The prologue section describes the preprocessing of the batch job. It details the common command line to be executed before running the task.
In the jobs section, the content of the task processing is described. The series of tasks to be executed in the job are described in a table format, with the task name as the key and the processing content as the value.
In this example, a task that first outputs “start…” is defined with the task name “start”.
Here, it is set to parallel = false
.
In this case, the content of run
parameter is executed sequentially.
Next, a task that outputs “hello world.” is defined with the task name “hello_world” .

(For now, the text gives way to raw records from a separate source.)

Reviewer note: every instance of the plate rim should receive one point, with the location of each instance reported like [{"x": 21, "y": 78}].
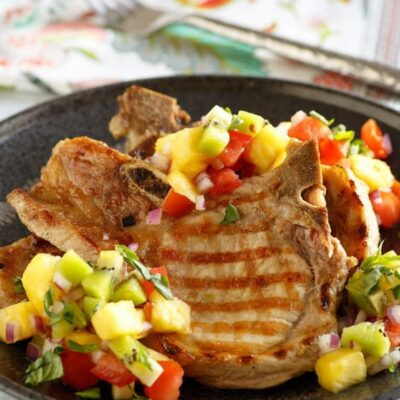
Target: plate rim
[{"x": 22, "y": 392}]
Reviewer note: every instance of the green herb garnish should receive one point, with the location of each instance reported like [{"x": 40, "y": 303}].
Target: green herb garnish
[
  {"x": 92, "y": 393},
  {"x": 82, "y": 348},
  {"x": 321, "y": 118},
  {"x": 159, "y": 281},
  {"x": 231, "y": 215},
  {"x": 46, "y": 368},
  {"x": 18, "y": 286},
  {"x": 66, "y": 314}
]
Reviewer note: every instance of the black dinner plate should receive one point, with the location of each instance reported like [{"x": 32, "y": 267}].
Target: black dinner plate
[{"x": 26, "y": 140}]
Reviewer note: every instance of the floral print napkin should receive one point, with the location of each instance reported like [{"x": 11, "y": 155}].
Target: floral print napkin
[{"x": 59, "y": 46}]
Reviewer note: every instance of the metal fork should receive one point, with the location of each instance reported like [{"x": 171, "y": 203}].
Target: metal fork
[{"x": 131, "y": 16}]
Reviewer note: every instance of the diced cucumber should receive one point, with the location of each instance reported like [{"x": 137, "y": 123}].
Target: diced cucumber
[
  {"x": 370, "y": 337},
  {"x": 110, "y": 261},
  {"x": 91, "y": 305},
  {"x": 80, "y": 320},
  {"x": 252, "y": 123},
  {"x": 117, "y": 319},
  {"x": 73, "y": 267},
  {"x": 61, "y": 329},
  {"x": 340, "y": 369},
  {"x": 217, "y": 113},
  {"x": 136, "y": 358},
  {"x": 130, "y": 290},
  {"x": 214, "y": 139},
  {"x": 98, "y": 284}
]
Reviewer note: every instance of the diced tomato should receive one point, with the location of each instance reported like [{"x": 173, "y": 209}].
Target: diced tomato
[
  {"x": 166, "y": 387},
  {"x": 387, "y": 208},
  {"x": 77, "y": 368},
  {"x": 225, "y": 180},
  {"x": 372, "y": 135},
  {"x": 177, "y": 205},
  {"x": 396, "y": 188},
  {"x": 309, "y": 128},
  {"x": 234, "y": 149},
  {"x": 110, "y": 369},
  {"x": 393, "y": 332},
  {"x": 330, "y": 151},
  {"x": 149, "y": 286}
]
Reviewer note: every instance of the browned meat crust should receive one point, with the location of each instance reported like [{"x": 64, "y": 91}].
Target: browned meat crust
[
  {"x": 13, "y": 261},
  {"x": 260, "y": 290},
  {"x": 144, "y": 114}
]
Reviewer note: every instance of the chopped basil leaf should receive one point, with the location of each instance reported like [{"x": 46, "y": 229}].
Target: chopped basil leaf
[
  {"x": 231, "y": 215},
  {"x": 160, "y": 284},
  {"x": 396, "y": 292},
  {"x": 236, "y": 122},
  {"x": 320, "y": 117},
  {"x": 357, "y": 146},
  {"x": 92, "y": 393},
  {"x": 18, "y": 286},
  {"x": 44, "y": 369},
  {"x": 82, "y": 348}
]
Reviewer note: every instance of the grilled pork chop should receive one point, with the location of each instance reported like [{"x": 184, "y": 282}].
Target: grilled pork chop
[
  {"x": 143, "y": 115},
  {"x": 261, "y": 290}
]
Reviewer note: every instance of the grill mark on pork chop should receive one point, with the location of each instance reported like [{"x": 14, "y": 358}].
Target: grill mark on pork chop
[
  {"x": 280, "y": 303},
  {"x": 220, "y": 258},
  {"x": 241, "y": 282},
  {"x": 242, "y": 327}
]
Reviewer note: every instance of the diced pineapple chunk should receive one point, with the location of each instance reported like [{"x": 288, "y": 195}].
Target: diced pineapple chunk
[
  {"x": 133, "y": 353},
  {"x": 341, "y": 369},
  {"x": 265, "y": 148},
  {"x": 37, "y": 278},
  {"x": 117, "y": 319},
  {"x": 182, "y": 185},
  {"x": 375, "y": 173},
  {"x": 184, "y": 154},
  {"x": 169, "y": 315},
  {"x": 20, "y": 314}
]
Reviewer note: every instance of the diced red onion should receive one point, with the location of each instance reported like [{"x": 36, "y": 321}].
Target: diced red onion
[
  {"x": 96, "y": 355},
  {"x": 33, "y": 351},
  {"x": 217, "y": 164},
  {"x": 361, "y": 317},
  {"x": 75, "y": 294},
  {"x": 57, "y": 307},
  {"x": 200, "y": 203},
  {"x": 298, "y": 117},
  {"x": 154, "y": 217},
  {"x": 133, "y": 246},
  {"x": 387, "y": 143},
  {"x": 63, "y": 283},
  {"x": 160, "y": 161},
  {"x": 203, "y": 182},
  {"x": 376, "y": 197},
  {"x": 391, "y": 358},
  {"x": 328, "y": 342},
  {"x": 393, "y": 314},
  {"x": 37, "y": 323},
  {"x": 12, "y": 332}
]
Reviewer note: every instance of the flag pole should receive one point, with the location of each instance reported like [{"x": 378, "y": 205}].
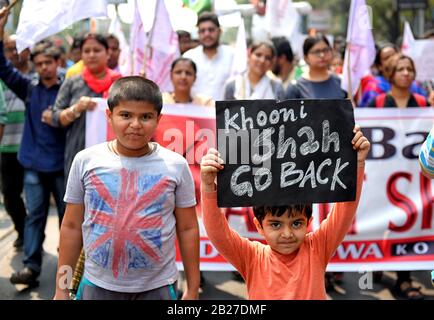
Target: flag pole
[
  {"x": 148, "y": 45},
  {"x": 350, "y": 85}
]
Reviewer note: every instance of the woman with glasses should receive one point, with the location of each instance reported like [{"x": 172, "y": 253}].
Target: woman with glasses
[
  {"x": 400, "y": 72},
  {"x": 319, "y": 82},
  {"x": 379, "y": 84},
  {"x": 183, "y": 75},
  {"x": 255, "y": 83}
]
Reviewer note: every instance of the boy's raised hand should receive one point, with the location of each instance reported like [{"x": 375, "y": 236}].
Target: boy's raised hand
[
  {"x": 361, "y": 144},
  {"x": 210, "y": 165}
]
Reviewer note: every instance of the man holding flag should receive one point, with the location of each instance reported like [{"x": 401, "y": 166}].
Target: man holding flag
[{"x": 360, "y": 52}]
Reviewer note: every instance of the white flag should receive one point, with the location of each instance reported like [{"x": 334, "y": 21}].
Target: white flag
[
  {"x": 115, "y": 28},
  {"x": 163, "y": 48},
  {"x": 138, "y": 40},
  {"x": 407, "y": 39},
  {"x": 40, "y": 19},
  {"x": 239, "y": 64},
  {"x": 360, "y": 46}
]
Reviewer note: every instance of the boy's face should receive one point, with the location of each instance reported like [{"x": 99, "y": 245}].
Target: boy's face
[
  {"x": 134, "y": 124},
  {"x": 284, "y": 234}
]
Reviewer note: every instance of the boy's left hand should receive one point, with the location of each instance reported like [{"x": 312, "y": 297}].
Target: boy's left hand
[
  {"x": 360, "y": 143},
  {"x": 190, "y": 295}
]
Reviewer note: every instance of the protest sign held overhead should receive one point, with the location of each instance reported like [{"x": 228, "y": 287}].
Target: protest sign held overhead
[{"x": 294, "y": 151}]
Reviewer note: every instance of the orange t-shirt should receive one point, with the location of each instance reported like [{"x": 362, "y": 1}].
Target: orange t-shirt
[{"x": 273, "y": 276}]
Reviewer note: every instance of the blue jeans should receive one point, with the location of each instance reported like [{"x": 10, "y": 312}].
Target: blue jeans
[{"x": 37, "y": 189}]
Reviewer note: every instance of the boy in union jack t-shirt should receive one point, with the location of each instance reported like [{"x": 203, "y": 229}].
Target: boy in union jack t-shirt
[{"x": 127, "y": 200}]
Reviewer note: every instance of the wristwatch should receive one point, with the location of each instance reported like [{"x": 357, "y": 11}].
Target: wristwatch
[{"x": 76, "y": 113}]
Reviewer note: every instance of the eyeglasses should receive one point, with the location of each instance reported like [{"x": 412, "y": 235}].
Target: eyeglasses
[
  {"x": 210, "y": 30},
  {"x": 320, "y": 52}
]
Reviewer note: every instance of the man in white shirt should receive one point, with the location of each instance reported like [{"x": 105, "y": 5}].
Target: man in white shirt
[{"x": 214, "y": 61}]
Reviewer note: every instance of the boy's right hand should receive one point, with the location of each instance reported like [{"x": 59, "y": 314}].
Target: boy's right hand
[
  {"x": 85, "y": 103},
  {"x": 210, "y": 165},
  {"x": 61, "y": 295}
]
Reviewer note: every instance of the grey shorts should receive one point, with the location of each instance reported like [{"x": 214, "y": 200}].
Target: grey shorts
[{"x": 89, "y": 291}]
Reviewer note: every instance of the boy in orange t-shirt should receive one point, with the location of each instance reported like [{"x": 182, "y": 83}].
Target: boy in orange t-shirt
[{"x": 292, "y": 263}]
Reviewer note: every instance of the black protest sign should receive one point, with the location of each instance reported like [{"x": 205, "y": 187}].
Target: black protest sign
[{"x": 278, "y": 153}]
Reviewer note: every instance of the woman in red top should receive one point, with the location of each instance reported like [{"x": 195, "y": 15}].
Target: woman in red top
[{"x": 401, "y": 72}]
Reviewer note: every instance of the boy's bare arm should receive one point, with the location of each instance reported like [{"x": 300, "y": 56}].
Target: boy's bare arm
[
  {"x": 71, "y": 242},
  {"x": 228, "y": 242},
  {"x": 187, "y": 230},
  {"x": 333, "y": 230}
]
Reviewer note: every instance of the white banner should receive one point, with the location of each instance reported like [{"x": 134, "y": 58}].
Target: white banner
[{"x": 40, "y": 19}]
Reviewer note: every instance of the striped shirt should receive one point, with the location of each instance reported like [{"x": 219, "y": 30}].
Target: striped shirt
[
  {"x": 426, "y": 155},
  {"x": 12, "y": 111}
]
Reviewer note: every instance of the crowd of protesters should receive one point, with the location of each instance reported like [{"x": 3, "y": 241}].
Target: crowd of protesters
[{"x": 44, "y": 98}]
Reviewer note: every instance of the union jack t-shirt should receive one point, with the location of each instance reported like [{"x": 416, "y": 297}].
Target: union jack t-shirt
[{"x": 129, "y": 224}]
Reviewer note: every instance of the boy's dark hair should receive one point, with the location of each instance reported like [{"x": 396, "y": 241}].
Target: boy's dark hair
[
  {"x": 265, "y": 43},
  {"x": 76, "y": 42},
  {"x": 111, "y": 36},
  {"x": 313, "y": 40},
  {"x": 45, "y": 48},
  {"x": 95, "y": 36},
  {"x": 261, "y": 212},
  {"x": 193, "y": 65},
  {"x": 380, "y": 49},
  {"x": 135, "y": 88},
  {"x": 208, "y": 16},
  {"x": 283, "y": 47}
]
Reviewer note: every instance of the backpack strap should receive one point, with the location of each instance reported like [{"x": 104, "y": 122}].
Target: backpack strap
[
  {"x": 420, "y": 100},
  {"x": 380, "y": 100}
]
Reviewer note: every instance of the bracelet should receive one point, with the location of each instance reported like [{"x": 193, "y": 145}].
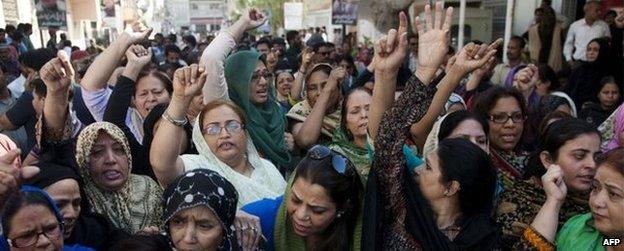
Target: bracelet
[
  {"x": 536, "y": 240},
  {"x": 175, "y": 122}
]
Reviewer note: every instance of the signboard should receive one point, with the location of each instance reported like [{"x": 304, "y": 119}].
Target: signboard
[
  {"x": 180, "y": 12},
  {"x": 293, "y": 16},
  {"x": 51, "y": 13},
  {"x": 109, "y": 13},
  {"x": 344, "y": 12}
]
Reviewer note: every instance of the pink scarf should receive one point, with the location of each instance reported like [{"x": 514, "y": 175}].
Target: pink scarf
[{"x": 618, "y": 128}]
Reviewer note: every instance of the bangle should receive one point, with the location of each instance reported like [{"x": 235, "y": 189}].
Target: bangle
[
  {"x": 536, "y": 240},
  {"x": 175, "y": 122}
]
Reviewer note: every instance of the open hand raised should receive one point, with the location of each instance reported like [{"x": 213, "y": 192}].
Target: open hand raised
[
  {"x": 138, "y": 56},
  {"x": 253, "y": 18},
  {"x": 432, "y": 42},
  {"x": 526, "y": 79},
  {"x": 474, "y": 56},
  {"x": 554, "y": 185},
  {"x": 188, "y": 82},
  {"x": 136, "y": 33},
  {"x": 391, "y": 49},
  {"x": 12, "y": 174},
  {"x": 57, "y": 74}
]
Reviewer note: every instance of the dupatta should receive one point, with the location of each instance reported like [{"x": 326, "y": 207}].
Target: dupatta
[{"x": 265, "y": 181}]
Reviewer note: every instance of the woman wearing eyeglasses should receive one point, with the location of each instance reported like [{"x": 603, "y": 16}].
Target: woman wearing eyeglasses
[
  {"x": 569, "y": 143},
  {"x": 320, "y": 209},
  {"x": 31, "y": 221},
  {"x": 586, "y": 231},
  {"x": 505, "y": 110},
  {"x": 244, "y": 78}
]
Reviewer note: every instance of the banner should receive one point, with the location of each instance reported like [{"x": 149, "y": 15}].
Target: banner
[
  {"x": 344, "y": 12},
  {"x": 293, "y": 16},
  {"x": 51, "y": 13}
]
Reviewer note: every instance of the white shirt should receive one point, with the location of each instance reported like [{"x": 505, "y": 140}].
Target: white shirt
[
  {"x": 580, "y": 34},
  {"x": 17, "y": 86}
]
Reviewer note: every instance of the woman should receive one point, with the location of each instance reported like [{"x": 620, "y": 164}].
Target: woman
[
  {"x": 398, "y": 216},
  {"x": 608, "y": 100},
  {"x": 586, "y": 231},
  {"x": 150, "y": 88},
  {"x": 31, "y": 221},
  {"x": 244, "y": 79},
  {"x": 200, "y": 207},
  {"x": 124, "y": 93},
  {"x": 458, "y": 183},
  {"x": 222, "y": 141},
  {"x": 9, "y": 63},
  {"x": 547, "y": 81},
  {"x": 283, "y": 83},
  {"x": 569, "y": 143},
  {"x": 320, "y": 209},
  {"x": 612, "y": 130},
  {"x": 584, "y": 82},
  {"x": 459, "y": 124},
  {"x": 350, "y": 138},
  {"x": 506, "y": 112},
  {"x": 249, "y": 87},
  {"x": 129, "y": 201},
  {"x": 80, "y": 226},
  {"x": 315, "y": 119}
]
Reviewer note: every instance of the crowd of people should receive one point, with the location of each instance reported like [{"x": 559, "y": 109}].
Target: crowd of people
[{"x": 302, "y": 144}]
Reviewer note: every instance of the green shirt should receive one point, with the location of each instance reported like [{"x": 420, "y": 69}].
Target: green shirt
[{"x": 579, "y": 234}]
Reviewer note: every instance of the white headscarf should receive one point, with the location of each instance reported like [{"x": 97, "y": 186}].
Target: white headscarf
[{"x": 265, "y": 181}]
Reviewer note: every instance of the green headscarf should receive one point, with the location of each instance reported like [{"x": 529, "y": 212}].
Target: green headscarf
[
  {"x": 358, "y": 156},
  {"x": 266, "y": 122}
]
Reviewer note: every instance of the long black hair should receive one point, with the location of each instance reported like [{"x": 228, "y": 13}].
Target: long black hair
[
  {"x": 346, "y": 190},
  {"x": 466, "y": 163},
  {"x": 556, "y": 135}
]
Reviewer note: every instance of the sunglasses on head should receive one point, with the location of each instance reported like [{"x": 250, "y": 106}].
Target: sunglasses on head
[{"x": 340, "y": 163}]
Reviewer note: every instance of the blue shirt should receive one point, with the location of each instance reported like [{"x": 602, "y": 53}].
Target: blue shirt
[{"x": 266, "y": 210}]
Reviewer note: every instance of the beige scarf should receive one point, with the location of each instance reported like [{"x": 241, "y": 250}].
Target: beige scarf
[{"x": 137, "y": 204}]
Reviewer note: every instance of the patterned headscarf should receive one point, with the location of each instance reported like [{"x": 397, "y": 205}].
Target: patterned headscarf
[
  {"x": 203, "y": 187},
  {"x": 134, "y": 206}
]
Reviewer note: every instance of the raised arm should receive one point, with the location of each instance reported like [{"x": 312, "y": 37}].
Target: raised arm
[
  {"x": 167, "y": 165},
  {"x": 547, "y": 219},
  {"x": 308, "y": 133},
  {"x": 297, "y": 88},
  {"x": 57, "y": 75},
  {"x": 386, "y": 67},
  {"x": 568, "y": 47},
  {"x": 411, "y": 107},
  {"x": 116, "y": 112},
  {"x": 103, "y": 66},
  {"x": 213, "y": 57}
]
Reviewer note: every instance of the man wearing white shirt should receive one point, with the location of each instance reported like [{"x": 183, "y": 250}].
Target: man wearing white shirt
[{"x": 583, "y": 31}]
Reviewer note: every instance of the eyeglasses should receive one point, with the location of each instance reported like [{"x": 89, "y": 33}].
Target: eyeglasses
[
  {"x": 51, "y": 232},
  {"x": 264, "y": 73},
  {"x": 339, "y": 162},
  {"x": 324, "y": 53},
  {"x": 502, "y": 118},
  {"x": 231, "y": 127}
]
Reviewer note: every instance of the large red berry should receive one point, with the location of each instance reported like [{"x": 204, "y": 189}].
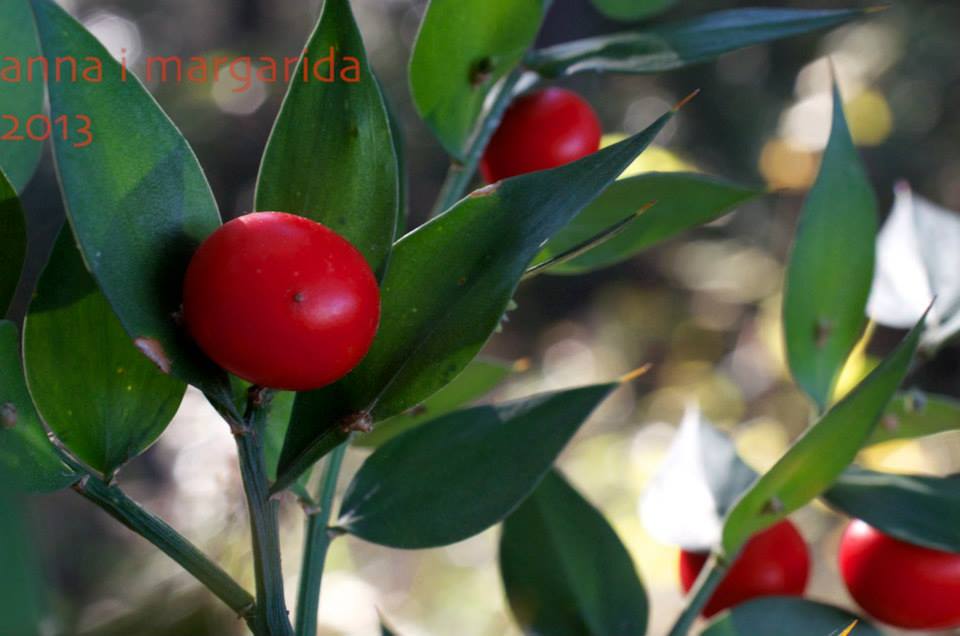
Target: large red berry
[
  {"x": 281, "y": 301},
  {"x": 541, "y": 130},
  {"x": 775, "y": 562},
  {"x": 899, "y": 583}
]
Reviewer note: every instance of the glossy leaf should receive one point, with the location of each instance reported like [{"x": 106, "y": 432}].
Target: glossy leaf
[
  {"x": 13, "y": 242},
  {"x": 786, "y": 617},
  {"x": 136, "y": 197},
  {"x": 464, "y": 48},
  {"x": 479, "y": 378},
  {"x": 460, "y": 474},
  {"x": 917, "y": 414},
  {"x": 330, "y": 155},
  {"x": 702, "y": 469},
  {"x": 632, "y": 9},
  {"x": 813, "y": 462},
  {"x": 682, "y": 43},
  {"x": 28, "y": 459},
  {"x": 830, "y": 270},
  {"x": 449, "y": 283},
  {"x": 918, "y": 256},
  {"x": 104, "y": 400},
  {"x": 21, "y": 99},
  {"x": 917, "y": 509},
  {"x": 682, "y": 201},
  {"x": 20, "y": 586},
  {"x": 565, "y": 571}
]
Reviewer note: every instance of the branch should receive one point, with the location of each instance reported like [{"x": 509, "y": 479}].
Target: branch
[
  {"x": 128, "y": 512},
  {"x": 316, "y": 544},
  {"x": 460, "y": 175}
]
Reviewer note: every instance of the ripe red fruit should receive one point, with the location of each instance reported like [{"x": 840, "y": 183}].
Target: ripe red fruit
[
  {"x": 281, "y": 301},
  {"x": 775, "y": 562},
  {"x": 541, "y": 130},
  {"x": 899, "y": 583}
]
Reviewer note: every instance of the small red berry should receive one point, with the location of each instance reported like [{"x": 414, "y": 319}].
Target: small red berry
[
  {"x": 899, "y": 583},
  {"x": 281, "y": 301},
  {"x": 541, "y": 130},
  {"x": 775, "y": 562}
]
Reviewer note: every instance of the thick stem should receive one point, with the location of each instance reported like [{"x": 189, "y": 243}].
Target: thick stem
[
  {"x": 460, "y": 175},
  {"x": 128, "y": 512},
  {"x": 264, "y": 524},
  {"x": 316, "y": 544},
  {"x": 711, "y": 576}
]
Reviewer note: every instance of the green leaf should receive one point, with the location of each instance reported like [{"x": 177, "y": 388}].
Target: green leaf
[
  {"x": 682, "y": 43},
  {"x": 917, "y": 509},
  {"x": 330, "y": 155},
  {"x": 460, "y": 474},
  {"x": 917, "y": 414},
  {"x": 816, "y": 460},
  {"x": 28, "y": 459},
  {"x": 13, "y": 242},
  {"x": 464, "y": 48},
  {"x": 136, "y": 197},
  {"x": 105, "y": 401},
  {"x": 565, "y": 571},
  {"x": 479, "y": 378},
  {"x": 627, "y": 10},
  {"x": 21, "y": 591},
  {"x": 20, "y": 99},
  {"x": 449, "y": 283},
  {"x": 831, "y": 268},
  {"x": 786, "y": 617},
  {"x": 683, "y": 201}
]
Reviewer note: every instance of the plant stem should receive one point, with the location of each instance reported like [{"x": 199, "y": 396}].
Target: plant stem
[
  {"x": 316, "y": 544},
  {"x": 264, "y": 525},
  {"x": 460, "y": 174},
  {"x": 128, "y": 512},
  {"x": 711, "y": 576}
]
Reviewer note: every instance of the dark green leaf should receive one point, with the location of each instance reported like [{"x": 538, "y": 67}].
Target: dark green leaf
[
  {"x": 463, "y": 49},
  {"x": 459, "y": 474},
  {"x": 20, "y": 99},
  {"x": 632, "y": 9},
  {"x": 105, "y": 401},
  {"x": 683, "y": 201},
  {"x": 330, "y": 155},
  {"x": 479, "y": 378},
  {"x": 20, "y": 587},
  {"x": 565, "y": 571},
  {"x": 825, "y": 450},
  {"x": 679, "y": 44},
  {"x": 449, "y": 283},
  {"x": 13, "y": 242},
  {"x": 920, "y": 510},
  {"x": 136, "y": 197},
  {"x": 787, "y": 617},
  {"x": 916, "y": 414},
  {"x": 831, "y": 268},
  {"x": 28, "y": 459}
]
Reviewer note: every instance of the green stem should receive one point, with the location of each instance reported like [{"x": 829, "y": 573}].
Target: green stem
[
  {"x": 460, "y": 174},
  {"x": 316, "y": 544},
  {"x": 128, "y": 512},
  {"x": 264, "y": 524},
  {"x": 711, "y": 576}
]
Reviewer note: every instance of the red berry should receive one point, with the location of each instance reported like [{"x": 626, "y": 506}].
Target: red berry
[
  {"x": 899, "y": 583},
  {"x": 541, "y": 130},
  {"x": 775, "y": 562},
  {"x": 281, "y": 301}
]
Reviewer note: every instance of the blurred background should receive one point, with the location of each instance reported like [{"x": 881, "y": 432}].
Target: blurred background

Here, since “parallel” is not set, it is treated as parallel = true
.
In this case, parallel processing is performed on a per-job basis.
Similarly, next, a task that outputs “hello world again.” is defined with the task name “hello_again”.
Finally, in the epilogue section, the post-processing of the batch job is described. It details the common command line to be executed after running the task.
For more details on the specifications, please refer to the chapter File Format.
Generate batch job script¶
moller
is to be run with the job description file (input.yaml
) as an input as follows:
$ moller -o job.sh input.yaml
A batch job script is generated and written to a file specified by the parameter in the job description file, or the command line option -o
or --output
. If both specified, the command line option is used. If neither specified, the result is written to the standard output.
The obtained batch job script is to be transferred to the target system as required. It is noted that the batch job script is prepared for bash
; users may need to set the shell for job execution to bash
. (A care should be needed if the login shell is set to csh-type.)
Create list file¶
A list of jobs is to be created. moller
is designed so that each job is executed within a directory prepared for the job with the job name. The job list can be created, for example, by the following command:
$ /usr/bin/ls -1d * > list.dat
In this tutorial, an utility script make_inputs.sh
is enclosed which generates datasets and a list file.
$ bash ./make_inputs.sh
By running the above command, a directory output
and a set of subdirectories dataset-0001
… dataset-0020
that correspond to datasets, and a list file list.dat
are created.
Run batch job¶
The batch job is to be submitted to the job scheduler with the batch job script.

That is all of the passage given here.